But now, it appears the idea is real:
Paul Tagliabue, the former commissioner of the National Football League who is now working as a consultant for the Big East Conference, says the 16-team conference is not standing pat while discussion continues nationwide on the future of the college sports landscape.And as I also pointed out in that initial article, the Big East's reach is pretty significant:
To that end, Tagliabue is advising the Big East on its television rights. One option would be for the Big East to follow the example of the Big Ten and form its own network.
He said it was too early to say whether the Big East would go that route.
"A lot of what is being discussed has to be explored quietly and in depth," he said.
The Big East also would have a bigger reach. Seven members of the conference are located in the top 12 media markets in the country. And 12 members are located in the top 34. That covers more than a quarter of all U.S. markets, the largest coverage of any conference in the country.
And it's easy to sit back and laugh, focusing on the Big East's inability to show quality football games. Fine. But look at the basketball games that could be showcased? And trust me, I've seen some pretty bad Big Ten matchups on their network along with the host of team features and minor sports including college baseball, which happens to be on right now.

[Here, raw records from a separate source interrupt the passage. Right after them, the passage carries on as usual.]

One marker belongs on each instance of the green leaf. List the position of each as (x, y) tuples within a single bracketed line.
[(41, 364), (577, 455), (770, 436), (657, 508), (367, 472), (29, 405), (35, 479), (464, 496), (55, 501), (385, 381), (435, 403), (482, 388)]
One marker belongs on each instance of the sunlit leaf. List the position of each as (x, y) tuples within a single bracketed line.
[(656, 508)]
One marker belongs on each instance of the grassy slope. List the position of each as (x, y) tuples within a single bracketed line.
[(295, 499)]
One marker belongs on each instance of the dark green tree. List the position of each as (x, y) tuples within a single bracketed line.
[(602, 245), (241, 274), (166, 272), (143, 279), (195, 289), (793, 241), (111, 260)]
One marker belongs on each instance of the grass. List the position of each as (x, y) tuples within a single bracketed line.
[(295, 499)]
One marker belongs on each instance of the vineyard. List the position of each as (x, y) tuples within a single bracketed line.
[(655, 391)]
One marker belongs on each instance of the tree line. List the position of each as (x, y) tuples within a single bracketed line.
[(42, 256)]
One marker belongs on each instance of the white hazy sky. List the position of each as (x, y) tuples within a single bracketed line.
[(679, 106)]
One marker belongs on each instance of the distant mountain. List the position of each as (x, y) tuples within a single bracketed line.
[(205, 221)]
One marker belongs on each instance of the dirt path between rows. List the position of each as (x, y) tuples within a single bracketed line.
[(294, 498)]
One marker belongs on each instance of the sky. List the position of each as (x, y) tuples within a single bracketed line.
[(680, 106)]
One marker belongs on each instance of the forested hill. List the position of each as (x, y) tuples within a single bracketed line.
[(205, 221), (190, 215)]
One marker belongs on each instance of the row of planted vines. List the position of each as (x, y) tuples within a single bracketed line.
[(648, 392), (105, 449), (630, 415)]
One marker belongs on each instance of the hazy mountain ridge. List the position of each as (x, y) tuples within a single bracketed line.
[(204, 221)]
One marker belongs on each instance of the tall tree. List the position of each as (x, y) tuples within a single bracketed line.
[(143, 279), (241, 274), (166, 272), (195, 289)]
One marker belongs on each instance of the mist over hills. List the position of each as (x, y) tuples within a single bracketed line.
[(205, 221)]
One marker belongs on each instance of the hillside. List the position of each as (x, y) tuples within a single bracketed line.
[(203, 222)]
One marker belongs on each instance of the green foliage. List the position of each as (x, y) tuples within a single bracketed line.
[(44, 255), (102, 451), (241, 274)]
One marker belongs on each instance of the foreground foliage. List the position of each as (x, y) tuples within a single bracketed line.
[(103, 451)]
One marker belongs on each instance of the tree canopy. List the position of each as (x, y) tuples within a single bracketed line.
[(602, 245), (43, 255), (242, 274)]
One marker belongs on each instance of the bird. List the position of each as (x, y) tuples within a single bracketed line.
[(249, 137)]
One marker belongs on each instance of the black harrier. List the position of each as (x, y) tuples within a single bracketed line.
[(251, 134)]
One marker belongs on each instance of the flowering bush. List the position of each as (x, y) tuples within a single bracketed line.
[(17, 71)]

What I like is that the conference is thinking big:
Could Big East sports alone be enough to entice cable subscribers? Maybe not. But Marinatto says the league has access to "other alliances that could drive that concept." He declined to give specifics, but when I asked him if by "alliances" he meant other college sports, pro sports or even entertainment programming, he said, "all of the above."The question is, is it too late? And while I like some of the thoughts being thrown out there in theory, it almost seems to me as if these are more pipe dreams that actual living, breathing possibilities.
"Because we're sitting where we are in the Northeast corridor, we have people from our schools who are involved in the business world who are working at the right places," he said. "Maybe that can help create some partnerships that would make us unique."
Could you envision a Big East sports and entertainment network that includes not only league games but also concerts, Broadway musicals and Major League and NBA games from cities like Philadelphia and Washington D.C.? Who knows. Marinatto said "everything is on the table."
One thing I'll point out is as a sidenote to Paul Tagliabue's quote about the conference's study of a potential network needing to be 'explored quietly and in depth.' I agree with that, but I think it also needs to be done fairly quickly. Depending on what rumors you believe, the Big Ten is either on the doorstep ready to knock or at the very least, on the way over. It seems at least one Big East team could be invited and it could end up being three. The Big East has to realize that it's likely any invited team would accept, with the exception of Notre Dame. Since that invitation could come quickly, a plan needs to be assembled and distributed to the member schools even quicker.
A promise of a network likely will still not be enough for schools to stay. But if the conference can somehow make the unbelievably fast turnaround of getting a network deal secured with guaranteed payouts, that might be a start for securing the conference's future. Even if the conference lost some schools to Big East expansion, could a Big East network be enough to lure a couple of other teams away from the ACC or elsewhere?